Her hands then fluttered to her sides and she stood facing them, her back straight. The officer then gave the signal and a loud crack pierced the air. The soldiers lowered their guns.

Henry Wales, watching from a short distance away, wrote that Mata Hari first sank to her knees, as if in slow motion, then she fell backwards. He watched as the French officer who had suggested the blindfold walked over to where the prisoner lay on the ground. Without ceremony, he shot her in the head. Wales wrote: “Mata Hari was surely dead.”

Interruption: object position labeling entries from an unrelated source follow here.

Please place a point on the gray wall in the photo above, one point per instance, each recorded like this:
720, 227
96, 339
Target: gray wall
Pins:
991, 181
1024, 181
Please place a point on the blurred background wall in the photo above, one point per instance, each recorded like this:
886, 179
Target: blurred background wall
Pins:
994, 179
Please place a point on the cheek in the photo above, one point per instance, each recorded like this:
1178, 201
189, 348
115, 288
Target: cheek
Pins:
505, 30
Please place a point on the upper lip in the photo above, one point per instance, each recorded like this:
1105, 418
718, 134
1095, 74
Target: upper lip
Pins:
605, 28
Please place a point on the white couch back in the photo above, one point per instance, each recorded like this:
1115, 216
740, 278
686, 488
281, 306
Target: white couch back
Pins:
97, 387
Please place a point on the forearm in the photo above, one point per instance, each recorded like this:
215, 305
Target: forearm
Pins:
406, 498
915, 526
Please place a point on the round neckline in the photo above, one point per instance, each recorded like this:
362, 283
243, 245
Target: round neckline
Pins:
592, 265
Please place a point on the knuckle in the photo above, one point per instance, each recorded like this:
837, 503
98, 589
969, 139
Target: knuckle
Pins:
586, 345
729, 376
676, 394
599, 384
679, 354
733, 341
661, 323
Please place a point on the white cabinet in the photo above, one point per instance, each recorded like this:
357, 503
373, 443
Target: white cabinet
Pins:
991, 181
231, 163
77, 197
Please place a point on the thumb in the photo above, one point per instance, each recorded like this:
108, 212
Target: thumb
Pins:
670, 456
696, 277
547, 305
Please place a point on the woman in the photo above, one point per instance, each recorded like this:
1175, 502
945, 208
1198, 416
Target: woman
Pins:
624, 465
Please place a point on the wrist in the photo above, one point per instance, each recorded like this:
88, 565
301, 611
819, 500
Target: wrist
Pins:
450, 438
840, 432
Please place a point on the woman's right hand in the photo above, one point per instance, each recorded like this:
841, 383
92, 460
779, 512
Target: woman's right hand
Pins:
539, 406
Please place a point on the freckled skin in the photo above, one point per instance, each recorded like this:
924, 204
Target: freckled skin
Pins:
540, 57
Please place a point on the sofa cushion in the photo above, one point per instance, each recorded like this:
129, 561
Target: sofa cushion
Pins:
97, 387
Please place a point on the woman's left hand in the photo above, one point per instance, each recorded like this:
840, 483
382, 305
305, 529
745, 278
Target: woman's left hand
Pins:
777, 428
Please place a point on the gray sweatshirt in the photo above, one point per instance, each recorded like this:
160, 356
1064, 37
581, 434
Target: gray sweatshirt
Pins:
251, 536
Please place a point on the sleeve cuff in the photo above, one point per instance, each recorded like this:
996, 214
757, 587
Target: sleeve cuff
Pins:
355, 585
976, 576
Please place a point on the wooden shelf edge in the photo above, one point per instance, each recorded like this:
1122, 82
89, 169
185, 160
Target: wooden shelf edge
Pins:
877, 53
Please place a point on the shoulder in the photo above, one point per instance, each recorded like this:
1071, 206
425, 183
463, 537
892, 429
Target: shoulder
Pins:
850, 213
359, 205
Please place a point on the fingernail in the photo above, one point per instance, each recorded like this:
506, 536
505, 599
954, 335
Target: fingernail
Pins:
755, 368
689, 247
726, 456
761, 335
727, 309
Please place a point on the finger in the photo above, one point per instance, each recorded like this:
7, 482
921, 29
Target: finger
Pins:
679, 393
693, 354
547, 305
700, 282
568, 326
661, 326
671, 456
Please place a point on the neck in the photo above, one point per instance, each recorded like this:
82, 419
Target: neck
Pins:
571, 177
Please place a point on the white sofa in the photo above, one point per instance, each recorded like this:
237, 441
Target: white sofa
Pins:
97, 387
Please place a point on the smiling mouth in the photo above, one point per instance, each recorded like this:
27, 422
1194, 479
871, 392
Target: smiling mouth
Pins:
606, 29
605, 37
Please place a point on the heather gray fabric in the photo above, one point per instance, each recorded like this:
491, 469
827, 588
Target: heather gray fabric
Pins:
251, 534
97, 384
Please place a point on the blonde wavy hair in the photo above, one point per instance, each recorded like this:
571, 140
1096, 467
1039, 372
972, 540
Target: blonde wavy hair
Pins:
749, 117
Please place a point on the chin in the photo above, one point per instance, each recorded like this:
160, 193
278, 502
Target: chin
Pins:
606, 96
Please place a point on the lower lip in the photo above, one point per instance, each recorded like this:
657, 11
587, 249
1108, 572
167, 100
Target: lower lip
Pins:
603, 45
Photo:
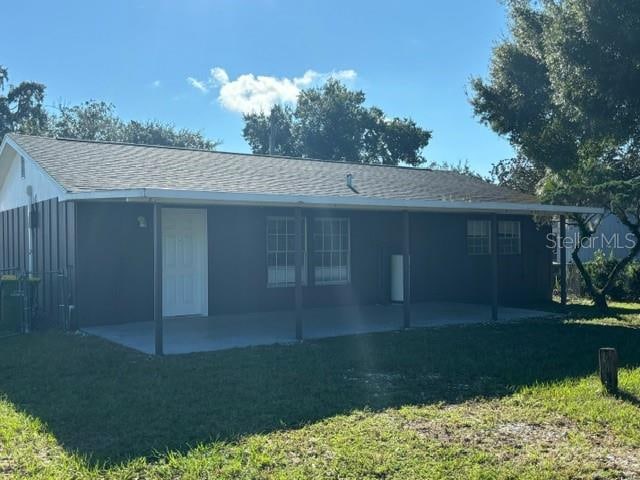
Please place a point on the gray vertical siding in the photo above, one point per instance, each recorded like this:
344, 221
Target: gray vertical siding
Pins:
53, 255
115, 262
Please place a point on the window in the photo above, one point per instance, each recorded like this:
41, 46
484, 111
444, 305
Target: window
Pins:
331, 251
478, 237
509, 238
281, 251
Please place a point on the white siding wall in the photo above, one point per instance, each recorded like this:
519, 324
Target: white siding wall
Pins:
13, 189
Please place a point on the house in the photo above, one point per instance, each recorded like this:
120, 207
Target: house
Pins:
121, 233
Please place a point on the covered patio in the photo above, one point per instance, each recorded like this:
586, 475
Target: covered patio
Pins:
201, 334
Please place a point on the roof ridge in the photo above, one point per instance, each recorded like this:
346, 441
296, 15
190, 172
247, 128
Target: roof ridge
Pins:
262, 155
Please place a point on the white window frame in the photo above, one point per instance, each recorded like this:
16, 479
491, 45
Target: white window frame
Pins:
509, 230
478, 230
286, 276
329, 250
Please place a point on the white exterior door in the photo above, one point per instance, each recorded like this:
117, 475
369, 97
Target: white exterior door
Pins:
184, 262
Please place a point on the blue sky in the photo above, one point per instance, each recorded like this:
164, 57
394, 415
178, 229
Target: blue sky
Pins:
412, 58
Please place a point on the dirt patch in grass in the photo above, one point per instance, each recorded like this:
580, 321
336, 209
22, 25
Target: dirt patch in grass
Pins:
522, 441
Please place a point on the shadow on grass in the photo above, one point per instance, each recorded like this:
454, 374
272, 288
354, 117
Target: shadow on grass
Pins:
628, 397
111, 403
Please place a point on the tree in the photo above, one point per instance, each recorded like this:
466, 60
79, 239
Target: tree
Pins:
463, 168
564, 88
97, 121
21, 109
518, 173
332, 123
271, 133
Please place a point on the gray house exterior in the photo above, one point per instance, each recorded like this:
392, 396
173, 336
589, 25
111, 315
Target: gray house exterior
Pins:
123, 233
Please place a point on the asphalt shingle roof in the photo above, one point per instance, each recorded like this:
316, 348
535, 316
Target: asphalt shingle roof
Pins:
84, 166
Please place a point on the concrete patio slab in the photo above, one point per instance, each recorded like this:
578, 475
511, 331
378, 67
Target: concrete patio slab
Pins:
220, 332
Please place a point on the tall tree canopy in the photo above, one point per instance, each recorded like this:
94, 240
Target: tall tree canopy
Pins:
22, 111
331, 122
564, 88
21, 108
97, 121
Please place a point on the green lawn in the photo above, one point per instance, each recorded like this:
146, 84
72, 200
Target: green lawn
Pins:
482, 401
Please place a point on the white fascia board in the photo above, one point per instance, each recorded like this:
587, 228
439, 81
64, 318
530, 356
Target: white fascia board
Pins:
258, 199
13, 144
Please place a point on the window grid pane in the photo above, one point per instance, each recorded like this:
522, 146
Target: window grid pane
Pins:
509, 239
281, 240
332, 252
478, 237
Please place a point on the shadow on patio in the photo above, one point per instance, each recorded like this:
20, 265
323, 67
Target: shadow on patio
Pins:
112, 403
220, 332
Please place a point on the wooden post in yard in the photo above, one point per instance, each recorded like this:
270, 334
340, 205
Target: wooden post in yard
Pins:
157, 279
494, 267
608, 363
298, 271
563, 260
406, 270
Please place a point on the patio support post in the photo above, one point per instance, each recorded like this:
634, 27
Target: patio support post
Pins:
406, 269
494, 267
298, 271
157, 278
563, 260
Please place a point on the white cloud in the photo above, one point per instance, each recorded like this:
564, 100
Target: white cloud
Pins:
197, 84
251, 93
219, 76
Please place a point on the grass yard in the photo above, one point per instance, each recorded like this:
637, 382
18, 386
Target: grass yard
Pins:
483, 401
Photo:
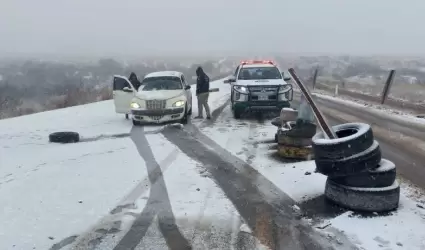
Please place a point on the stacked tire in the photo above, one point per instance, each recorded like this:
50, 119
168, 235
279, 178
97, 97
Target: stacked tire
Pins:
358, 178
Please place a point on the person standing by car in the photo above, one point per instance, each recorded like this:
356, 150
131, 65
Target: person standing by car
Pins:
133, 79
202, 92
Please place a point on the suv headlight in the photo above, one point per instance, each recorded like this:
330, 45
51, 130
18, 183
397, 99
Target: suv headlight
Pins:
285, 88
178, 104
241, 89
134, 105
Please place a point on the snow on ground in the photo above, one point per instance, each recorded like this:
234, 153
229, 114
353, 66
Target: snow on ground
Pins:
203, 213
51, 191
252, 142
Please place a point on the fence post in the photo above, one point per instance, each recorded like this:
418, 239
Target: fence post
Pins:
326, 128
315, 77
336, 90
387, 86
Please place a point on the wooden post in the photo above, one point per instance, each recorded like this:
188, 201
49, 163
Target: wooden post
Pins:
327, 130
387, 86
316, 71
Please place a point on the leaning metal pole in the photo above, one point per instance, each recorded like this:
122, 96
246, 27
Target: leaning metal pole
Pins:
319, 116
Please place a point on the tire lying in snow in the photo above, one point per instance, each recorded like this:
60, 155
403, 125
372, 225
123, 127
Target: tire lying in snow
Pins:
303, 130
353, 138
283, 139
64, 137
383, 176
352, 165
288, 114
364, 199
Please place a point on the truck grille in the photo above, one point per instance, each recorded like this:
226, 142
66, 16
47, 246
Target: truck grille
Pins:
155, 104
257, 89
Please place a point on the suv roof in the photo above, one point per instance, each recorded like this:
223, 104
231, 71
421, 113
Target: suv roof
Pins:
263, 65
164, 73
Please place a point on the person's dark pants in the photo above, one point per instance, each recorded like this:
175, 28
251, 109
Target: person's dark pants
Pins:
203, 103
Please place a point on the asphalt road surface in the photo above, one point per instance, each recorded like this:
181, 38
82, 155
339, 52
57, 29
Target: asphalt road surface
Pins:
266, 209
408, 157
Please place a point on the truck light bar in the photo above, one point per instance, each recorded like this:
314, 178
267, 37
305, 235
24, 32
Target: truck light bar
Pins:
257, 62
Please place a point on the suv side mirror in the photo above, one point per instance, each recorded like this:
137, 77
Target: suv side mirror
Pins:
127, 89
230, 79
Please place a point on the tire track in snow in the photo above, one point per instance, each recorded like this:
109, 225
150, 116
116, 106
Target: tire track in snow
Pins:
255, 197
126, 206
158, 205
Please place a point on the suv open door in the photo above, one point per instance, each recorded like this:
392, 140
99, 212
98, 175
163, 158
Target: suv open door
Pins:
123, 92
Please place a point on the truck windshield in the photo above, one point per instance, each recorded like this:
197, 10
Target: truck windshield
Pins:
259, 73
161, 83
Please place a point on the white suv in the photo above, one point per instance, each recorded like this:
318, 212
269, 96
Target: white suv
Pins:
259, 86
163, 96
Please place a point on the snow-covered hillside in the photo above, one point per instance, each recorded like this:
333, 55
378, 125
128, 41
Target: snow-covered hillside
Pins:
92, 194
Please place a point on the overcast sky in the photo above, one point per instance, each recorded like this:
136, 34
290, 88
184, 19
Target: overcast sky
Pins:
102, 27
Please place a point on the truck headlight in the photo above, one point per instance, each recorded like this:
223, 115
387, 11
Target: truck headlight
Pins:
285, 88
134, 105
241, 89
178, 104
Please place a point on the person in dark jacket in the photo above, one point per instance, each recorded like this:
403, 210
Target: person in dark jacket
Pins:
133, 79
202, 92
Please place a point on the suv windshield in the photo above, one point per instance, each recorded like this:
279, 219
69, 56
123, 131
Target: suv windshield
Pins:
161, 83
259, 73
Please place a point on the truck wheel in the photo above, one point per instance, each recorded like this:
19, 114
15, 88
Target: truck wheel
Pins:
381, 199
383, 176
64, 137
352, 165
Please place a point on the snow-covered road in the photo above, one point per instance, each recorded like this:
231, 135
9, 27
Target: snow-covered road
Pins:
212, 185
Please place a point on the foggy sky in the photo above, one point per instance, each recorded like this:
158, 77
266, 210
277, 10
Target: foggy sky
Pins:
107, 27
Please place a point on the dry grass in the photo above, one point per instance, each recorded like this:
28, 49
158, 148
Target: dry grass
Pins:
75, 96
413, 93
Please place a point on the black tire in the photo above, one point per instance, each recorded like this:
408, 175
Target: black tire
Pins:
353, 165
283, 139
64, 137
136, 123
276, 122
364, 199
383, 176
185, 118
237, 114
353, 138
306, 130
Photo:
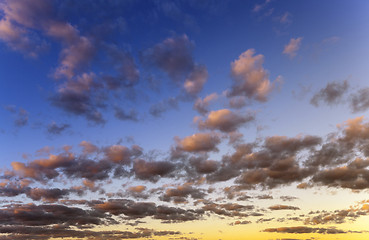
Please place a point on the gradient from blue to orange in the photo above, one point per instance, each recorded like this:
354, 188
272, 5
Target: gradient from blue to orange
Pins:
117, 83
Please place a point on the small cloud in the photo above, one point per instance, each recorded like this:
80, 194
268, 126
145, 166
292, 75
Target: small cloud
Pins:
55, 129
292, 47
331, 94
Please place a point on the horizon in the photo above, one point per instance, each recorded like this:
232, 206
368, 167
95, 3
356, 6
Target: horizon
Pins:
184, 120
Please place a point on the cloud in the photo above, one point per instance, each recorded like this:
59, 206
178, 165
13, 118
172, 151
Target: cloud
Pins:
21, 118
259, 7
180, 193
300, 230
250, 78
124, 115
285, 18
127, 73
55, 129
199, 142
331, 94
196, 80
77, 96
283, 207
201, 105
292, 47
224, 120
359, 101
152, 170
173, 56
88, 147
122, 154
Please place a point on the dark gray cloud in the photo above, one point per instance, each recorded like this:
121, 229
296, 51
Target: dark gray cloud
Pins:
359, 101
283, 207
123, 115
152, 171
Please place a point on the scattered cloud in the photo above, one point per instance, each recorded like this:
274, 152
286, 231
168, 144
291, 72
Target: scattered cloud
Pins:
250, 78
331, 94
292, 47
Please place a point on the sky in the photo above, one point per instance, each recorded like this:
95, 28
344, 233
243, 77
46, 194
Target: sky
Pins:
184, 119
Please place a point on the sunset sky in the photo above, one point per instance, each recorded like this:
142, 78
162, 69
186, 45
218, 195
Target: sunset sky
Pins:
129, 119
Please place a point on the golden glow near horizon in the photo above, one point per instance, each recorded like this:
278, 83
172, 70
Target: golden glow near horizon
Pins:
184, 120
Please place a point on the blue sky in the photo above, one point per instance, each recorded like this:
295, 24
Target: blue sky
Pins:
189, 84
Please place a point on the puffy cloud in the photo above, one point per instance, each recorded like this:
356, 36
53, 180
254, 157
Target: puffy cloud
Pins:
124, 115
292, 47
134, 210
331, 94
250, 78
49, 195
122, 154
303, 229
76, 96
283, 207
199, 142
196, 80
173, 56
201, 105
224, 120
137, 189
203, 166
55, 129
88, 147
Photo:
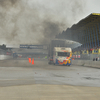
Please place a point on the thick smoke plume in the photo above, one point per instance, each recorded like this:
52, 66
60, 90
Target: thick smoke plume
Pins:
36, 21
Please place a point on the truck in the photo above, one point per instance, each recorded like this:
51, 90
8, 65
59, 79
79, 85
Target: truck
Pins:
58, 53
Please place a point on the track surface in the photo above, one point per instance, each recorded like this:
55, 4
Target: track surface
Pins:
42, 73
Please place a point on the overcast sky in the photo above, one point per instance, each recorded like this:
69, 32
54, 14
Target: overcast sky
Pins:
38, 21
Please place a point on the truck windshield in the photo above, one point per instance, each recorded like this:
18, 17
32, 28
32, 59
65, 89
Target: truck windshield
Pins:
65, 54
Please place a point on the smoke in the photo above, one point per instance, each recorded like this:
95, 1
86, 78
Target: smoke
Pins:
36, 21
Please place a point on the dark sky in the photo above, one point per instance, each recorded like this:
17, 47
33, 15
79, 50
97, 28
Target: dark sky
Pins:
38, 21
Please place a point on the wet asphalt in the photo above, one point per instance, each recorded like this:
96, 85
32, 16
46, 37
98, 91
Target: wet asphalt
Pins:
42, 73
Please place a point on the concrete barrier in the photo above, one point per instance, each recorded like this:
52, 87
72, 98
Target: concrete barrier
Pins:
87, 63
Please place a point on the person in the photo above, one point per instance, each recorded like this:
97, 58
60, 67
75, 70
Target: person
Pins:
93, 59
96, 59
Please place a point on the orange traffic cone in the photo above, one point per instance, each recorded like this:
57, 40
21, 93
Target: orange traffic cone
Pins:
29, 59
32, 61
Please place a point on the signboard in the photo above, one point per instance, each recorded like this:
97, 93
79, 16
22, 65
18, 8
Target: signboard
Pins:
31, 46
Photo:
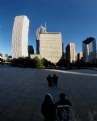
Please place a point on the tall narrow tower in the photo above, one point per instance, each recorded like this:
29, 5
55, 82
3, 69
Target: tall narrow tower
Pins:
20, 37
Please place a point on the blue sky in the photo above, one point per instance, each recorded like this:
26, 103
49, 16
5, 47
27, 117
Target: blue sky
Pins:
75, 19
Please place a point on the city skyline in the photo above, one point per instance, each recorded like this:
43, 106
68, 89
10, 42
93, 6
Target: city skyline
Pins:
75, 19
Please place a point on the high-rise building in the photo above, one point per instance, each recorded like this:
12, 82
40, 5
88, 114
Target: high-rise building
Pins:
30, 50
20, 37
70, 53
89, 50
80, 56
49, 44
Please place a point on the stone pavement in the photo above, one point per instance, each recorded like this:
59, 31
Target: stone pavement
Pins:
22, 91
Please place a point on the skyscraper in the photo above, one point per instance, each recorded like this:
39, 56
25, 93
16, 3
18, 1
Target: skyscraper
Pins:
20, 37
70, 52
89, 50
49, 44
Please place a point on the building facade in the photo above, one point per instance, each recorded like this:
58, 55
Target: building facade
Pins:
20, 37
49, 44
70, 53
89, 50
80, 56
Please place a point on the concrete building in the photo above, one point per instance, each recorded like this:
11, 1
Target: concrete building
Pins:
80, 56
30, 50
20, 37
70, 53
49, 44
89, 50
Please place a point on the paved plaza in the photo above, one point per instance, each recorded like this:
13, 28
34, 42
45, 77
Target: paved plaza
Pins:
22, 91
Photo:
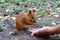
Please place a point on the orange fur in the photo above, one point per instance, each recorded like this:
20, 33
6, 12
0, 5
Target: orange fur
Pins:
28, 19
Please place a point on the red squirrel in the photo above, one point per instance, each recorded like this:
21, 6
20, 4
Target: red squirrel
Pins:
28, 19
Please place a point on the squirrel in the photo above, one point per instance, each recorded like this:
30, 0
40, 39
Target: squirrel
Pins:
28, 19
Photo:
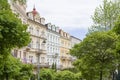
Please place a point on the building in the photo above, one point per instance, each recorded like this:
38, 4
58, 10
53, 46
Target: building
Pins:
65, 57
53, 45
48, 45
35, 52
74, 41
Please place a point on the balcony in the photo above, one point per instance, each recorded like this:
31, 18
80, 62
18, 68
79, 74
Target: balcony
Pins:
27, 48
18, 7
63, 57
59, 67
70, 58
41, 51
42, 65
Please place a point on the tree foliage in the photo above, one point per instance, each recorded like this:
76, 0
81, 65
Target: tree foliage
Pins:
12, 35
65, 75
105, 16
96, 54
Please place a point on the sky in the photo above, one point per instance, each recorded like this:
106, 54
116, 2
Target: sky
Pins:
72, 16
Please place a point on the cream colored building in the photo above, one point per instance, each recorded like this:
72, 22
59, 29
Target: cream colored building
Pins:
65, 57
46, 41
74, 41
35, 52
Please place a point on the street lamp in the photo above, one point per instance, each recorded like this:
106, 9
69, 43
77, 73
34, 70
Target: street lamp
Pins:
38, 66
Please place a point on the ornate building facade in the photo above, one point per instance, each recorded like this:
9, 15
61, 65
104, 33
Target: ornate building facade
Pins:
53, 45
48, 45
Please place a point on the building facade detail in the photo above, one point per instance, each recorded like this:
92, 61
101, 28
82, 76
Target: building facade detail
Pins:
53, 45
48, 45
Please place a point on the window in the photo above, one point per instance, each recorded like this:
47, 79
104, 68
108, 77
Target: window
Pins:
37, 45
31, 59
42, 59
20, 54
15, 53
37, 32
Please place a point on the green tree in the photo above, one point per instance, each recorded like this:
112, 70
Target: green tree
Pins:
105, 15
12, 35
96, 53
9, 67
25, 72
116, 29
64, 75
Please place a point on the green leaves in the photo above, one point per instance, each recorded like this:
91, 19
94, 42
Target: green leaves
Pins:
105, 16
96, 51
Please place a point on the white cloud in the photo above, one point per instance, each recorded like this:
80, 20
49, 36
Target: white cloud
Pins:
66, 13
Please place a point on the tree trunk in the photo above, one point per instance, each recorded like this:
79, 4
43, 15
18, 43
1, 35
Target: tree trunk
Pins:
7, 77
101, 75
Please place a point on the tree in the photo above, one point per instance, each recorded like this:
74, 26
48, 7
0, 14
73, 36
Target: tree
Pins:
97, 53
25, 72
116, 29
105, 15
9, 67
12, 35
64, 75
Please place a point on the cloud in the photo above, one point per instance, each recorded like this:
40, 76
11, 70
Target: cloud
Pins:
67, 14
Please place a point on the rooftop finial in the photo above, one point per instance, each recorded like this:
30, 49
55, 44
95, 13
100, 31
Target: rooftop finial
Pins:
34, 11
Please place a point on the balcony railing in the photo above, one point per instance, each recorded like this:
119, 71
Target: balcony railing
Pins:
44, 65
63, 57
41, 51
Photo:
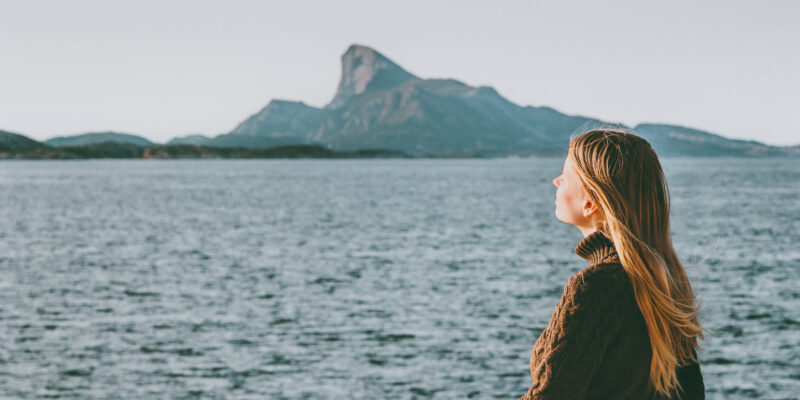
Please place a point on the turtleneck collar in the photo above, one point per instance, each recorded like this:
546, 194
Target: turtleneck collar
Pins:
597, 248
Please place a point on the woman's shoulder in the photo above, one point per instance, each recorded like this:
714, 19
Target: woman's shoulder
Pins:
600, 276
598, 285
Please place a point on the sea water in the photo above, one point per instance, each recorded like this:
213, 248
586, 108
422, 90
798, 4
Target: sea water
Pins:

In the aftermath of her execution, no one claimed the condemned woman’s body. Mata Hari’s head was embalmed and given to the Museum of Anatomy in Paris. It disappeared in the 1950s, and remains missing today. The rest of her body was used for medical study.

When Capt. Rudolph MacLeod, Mata Hari’s ex-husband, learned of her execution, he said, “Whatever she’s done in life, she did not deserve that.”

Mata Hari, as she would surely prefer to be remembered


“Death is nothing, nor life either, for that matter.

To die, to sleep, to pass into nothingness, what does it matter?